Non aspettano di scoppiare.
Questo non significa che siano meno produttive.
Significa che hanno soglie di accettabilità diverse.
E per un’azienda questo non è un giudizio morale.
È un dato che va considerato, una fragilità che va compresa e poi attivamente gestita,come ha ben evidenziato nelle sue interviste e approfondita ricerca la mia amica Cristina Brusati.

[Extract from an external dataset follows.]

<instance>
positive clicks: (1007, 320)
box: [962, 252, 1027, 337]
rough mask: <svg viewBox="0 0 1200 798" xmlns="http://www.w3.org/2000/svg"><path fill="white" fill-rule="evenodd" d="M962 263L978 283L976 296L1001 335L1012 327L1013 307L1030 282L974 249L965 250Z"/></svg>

La sua ricerca merita una riflessione che avremo modo di fare con Federmanager e AIDP.
Quando una generazione se ne va prima, il problema non è la fragilità.
È la sostenibilità del modello organizzativo.
Quando lo stress viene minimizzato, si prepara il terreno a problemi più gravi
Lo stress lavoro-correlato ignorato non sparisce.
Si trasforma.
Diventa:
- conflitto cronico
- percezione di ingiustizia
- isolamento
- etichette (“non regge”, “è problematico”)
- clima tossico
Ed è qui che, più avanti, inizieremo a parlare di mobbing e whistleblowing.
Ma a quel punto siamo già in ritardo.
La domanda che un CEO dovrebbe farsi (davvero)
Non è:
“abbiamo fatto la valutazione?”
È:
“stiamo usando quei dati per prendere decisioni migliori?”
Perché se la risposta è no, lo stress lavoro-correlato non è un adempimento.
È un early warning ignorato.
E ignorare un indicatore anticipato non rende l’azienda più dura.
La rende più lenta, più miope e più costosa.